Comamonas testosteroni TA441 degrades 3-(3-hydroxyphenyl)propionate (3HPP) via the meta pathway. A gene cluster required for degradation of 3HPP was cloned from strain TA441 and sequenced. The genes encoding six catabolic enzymes, a flavin-type hydroxylase (mhpA), extradiol dioxygenase (mhpB), 2-keto-4-pentenoate hydratase (mhpD), acetaldehyde dehydrogenase (acylating) (mhpF), 4-hydroxy-2-ketovalerate aldolase (mhpE) and the meta cleavage compound hydrolase (mhpC), were found in this cluster, encoded in this order. mhpD and mhpF were separated by two genes, orf4 and orf5, which were not necessary for growth on 3HPP. The gene mhpR, encoding a putative transcriptional activator of the IcIR family, was located adjacent to mhpA in the opposite orientation. Disruption of the mhpB or mhpR genes affected growth on 3HPP or trans-3-hydroxycinnamate. The mhpB and mhpC gene products showed high specificity for 3-(2,3-dihydroxyphenyl)propionate (DHPP) and the meta cleavage compound produced from DHPP, respectively.
Regulation of the mhp cluster responsible for 3-(3-Hydroxyphenyl)propionic acid degradation in Escherichia coli
J Biol Chem 2003 Jul 25;278(30):27575-85.PMID:12748194DOI:10.1074/jbc.M303245200.
The mhp gene cluster from Escherichia coli constitutes a model system to study bacterial degradation of 3-(3-Hydroxyphenyl)propionic acid (3HPP). In this work the regulation of the inducible mhp catabolic genes has been studied by genetic and biochemical approaches. The Pr and Pa promoters, which control the expression of the divergently transcribed mhpR regulatory gene and mhp catabolic genes, respectively, show a peculiar arrangement leading to transcripts that are complementary at their 5'-ends.

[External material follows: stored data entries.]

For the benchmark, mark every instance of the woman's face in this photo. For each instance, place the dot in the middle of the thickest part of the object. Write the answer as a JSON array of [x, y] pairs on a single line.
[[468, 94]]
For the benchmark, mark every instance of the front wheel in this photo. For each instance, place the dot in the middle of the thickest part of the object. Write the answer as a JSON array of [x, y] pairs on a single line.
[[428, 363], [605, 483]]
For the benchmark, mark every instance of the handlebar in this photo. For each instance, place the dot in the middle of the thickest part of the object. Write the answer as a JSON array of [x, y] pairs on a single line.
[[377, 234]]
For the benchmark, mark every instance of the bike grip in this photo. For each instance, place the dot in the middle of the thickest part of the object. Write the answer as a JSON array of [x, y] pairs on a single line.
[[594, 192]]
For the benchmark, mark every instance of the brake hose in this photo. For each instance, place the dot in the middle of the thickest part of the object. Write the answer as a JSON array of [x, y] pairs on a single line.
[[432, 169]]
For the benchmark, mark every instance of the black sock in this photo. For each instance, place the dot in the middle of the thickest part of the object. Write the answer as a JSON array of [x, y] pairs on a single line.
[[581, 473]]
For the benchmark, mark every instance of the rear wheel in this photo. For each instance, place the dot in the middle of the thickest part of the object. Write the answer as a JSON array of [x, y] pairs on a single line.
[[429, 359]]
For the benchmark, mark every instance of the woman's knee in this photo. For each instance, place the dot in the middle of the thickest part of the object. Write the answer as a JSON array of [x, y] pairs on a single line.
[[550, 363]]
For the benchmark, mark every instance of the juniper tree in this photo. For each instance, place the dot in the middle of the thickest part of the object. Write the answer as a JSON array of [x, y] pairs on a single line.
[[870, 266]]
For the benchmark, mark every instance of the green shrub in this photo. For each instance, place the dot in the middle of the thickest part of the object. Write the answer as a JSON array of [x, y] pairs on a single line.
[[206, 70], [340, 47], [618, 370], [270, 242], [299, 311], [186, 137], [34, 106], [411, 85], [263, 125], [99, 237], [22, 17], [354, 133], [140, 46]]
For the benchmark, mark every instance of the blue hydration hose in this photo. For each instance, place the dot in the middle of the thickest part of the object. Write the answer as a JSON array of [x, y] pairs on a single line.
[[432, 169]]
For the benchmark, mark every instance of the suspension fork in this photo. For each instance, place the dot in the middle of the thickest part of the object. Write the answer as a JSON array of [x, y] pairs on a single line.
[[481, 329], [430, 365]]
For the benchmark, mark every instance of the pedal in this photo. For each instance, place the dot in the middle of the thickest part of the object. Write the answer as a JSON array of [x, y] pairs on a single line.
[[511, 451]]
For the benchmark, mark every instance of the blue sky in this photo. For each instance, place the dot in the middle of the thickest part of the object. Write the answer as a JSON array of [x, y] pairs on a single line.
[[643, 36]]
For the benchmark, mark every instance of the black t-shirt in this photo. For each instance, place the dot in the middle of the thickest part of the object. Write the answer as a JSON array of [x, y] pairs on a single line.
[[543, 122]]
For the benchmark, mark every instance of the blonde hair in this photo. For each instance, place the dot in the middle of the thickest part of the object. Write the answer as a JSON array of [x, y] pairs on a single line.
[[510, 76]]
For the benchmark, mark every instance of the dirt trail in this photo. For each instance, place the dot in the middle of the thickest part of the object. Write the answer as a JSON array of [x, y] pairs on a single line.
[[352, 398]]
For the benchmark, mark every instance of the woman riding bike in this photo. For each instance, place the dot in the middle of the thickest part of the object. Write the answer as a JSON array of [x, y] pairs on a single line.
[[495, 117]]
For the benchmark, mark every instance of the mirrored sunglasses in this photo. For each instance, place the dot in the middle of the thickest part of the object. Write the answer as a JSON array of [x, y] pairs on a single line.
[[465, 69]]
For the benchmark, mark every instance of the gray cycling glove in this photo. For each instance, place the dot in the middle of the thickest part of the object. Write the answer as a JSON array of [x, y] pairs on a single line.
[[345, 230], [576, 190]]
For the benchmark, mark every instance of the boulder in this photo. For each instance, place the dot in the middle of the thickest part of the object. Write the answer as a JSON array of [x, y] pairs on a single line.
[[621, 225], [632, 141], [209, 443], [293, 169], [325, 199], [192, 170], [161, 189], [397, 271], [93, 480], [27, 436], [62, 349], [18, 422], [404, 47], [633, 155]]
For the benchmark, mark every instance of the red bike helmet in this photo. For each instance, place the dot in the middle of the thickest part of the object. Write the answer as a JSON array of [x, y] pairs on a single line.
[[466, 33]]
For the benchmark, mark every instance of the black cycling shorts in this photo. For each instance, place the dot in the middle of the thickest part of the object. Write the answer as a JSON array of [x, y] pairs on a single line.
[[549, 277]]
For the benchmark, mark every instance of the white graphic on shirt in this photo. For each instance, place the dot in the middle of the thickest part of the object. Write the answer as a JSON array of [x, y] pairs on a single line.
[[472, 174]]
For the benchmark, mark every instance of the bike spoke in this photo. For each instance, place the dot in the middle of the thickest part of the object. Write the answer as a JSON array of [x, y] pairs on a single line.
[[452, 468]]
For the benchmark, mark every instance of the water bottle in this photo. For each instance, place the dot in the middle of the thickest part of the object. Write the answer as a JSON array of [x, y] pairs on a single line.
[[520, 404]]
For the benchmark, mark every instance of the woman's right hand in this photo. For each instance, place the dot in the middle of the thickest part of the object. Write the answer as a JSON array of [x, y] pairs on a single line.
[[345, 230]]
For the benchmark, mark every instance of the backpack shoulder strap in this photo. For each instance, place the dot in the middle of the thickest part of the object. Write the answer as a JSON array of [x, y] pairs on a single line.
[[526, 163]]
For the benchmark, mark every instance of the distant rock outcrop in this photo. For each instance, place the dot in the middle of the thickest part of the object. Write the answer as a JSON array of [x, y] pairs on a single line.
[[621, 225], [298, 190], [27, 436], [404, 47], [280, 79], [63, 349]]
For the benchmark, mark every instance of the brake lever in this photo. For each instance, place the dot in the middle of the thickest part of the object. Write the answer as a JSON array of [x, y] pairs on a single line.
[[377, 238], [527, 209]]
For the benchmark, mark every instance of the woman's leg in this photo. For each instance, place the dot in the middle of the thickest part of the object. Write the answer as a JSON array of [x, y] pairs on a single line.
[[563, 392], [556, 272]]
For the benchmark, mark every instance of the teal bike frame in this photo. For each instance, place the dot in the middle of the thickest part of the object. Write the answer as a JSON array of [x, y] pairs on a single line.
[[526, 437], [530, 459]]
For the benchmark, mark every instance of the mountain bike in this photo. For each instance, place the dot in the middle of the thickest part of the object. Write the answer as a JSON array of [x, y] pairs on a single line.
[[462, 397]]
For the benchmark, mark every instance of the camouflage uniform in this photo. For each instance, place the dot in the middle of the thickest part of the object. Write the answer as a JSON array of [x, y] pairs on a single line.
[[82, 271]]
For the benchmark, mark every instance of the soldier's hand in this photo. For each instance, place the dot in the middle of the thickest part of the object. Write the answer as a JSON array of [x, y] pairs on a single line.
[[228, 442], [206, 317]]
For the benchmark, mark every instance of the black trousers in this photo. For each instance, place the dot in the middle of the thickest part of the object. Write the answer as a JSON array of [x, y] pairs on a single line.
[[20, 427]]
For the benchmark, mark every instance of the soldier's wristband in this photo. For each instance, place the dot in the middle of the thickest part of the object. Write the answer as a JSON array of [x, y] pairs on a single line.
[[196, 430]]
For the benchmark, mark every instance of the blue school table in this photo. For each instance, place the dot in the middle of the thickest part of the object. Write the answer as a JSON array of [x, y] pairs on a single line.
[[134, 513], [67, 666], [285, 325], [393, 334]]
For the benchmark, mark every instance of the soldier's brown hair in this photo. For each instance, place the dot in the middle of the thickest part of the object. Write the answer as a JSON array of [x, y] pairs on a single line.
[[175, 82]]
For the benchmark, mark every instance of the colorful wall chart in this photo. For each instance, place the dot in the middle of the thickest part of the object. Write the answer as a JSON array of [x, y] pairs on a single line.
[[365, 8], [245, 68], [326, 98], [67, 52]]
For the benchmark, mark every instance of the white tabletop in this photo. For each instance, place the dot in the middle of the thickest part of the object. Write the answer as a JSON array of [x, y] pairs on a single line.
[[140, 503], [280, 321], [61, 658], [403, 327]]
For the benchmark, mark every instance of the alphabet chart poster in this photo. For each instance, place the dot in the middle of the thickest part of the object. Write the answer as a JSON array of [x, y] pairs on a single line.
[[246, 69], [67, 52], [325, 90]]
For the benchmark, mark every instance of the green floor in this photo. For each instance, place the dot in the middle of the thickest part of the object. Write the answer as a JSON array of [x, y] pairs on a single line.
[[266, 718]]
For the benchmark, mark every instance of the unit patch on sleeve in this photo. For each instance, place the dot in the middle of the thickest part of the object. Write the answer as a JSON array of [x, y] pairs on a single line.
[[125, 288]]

By using Pr-lacZ and Pa-lacZ translational fusions and gel retardation assays, we have shown that the mhpR gene product behaves as a 3HPP-dependent activator of the Pa promoter, being the expression from Pr constitutive and MhpR-independent. DNase I footprinting experiments and mutational analysis mapped an MhpR-protected region, centered at position -58 with respect to the Pa transcription start site, which is indispensable for MhpR binding and in vivo activation of the Pa promoter. Superimposed in the specific MhpR-mediated regulation of the Pa promoter, we have observed a strict catabolite repression control carried out by the cAMP receptor protein (CRP) that allows expression of the mhp catabolic genes when the preferred carbon source (glucose) is not available and 3HPP is present in the medium. Gel retardation assays revealed that the specific activator, MhpR, is essential for the binding of the second activator, CRP, to the Pa promoter. Such peculiar synergistic transcription activation has not yet been observed in other aromatic catabolic pathways, and the MhpR activator becomes the first member of the IclR family of transcriptional regulators that is indispensable for recruiting CRP to the target promoter.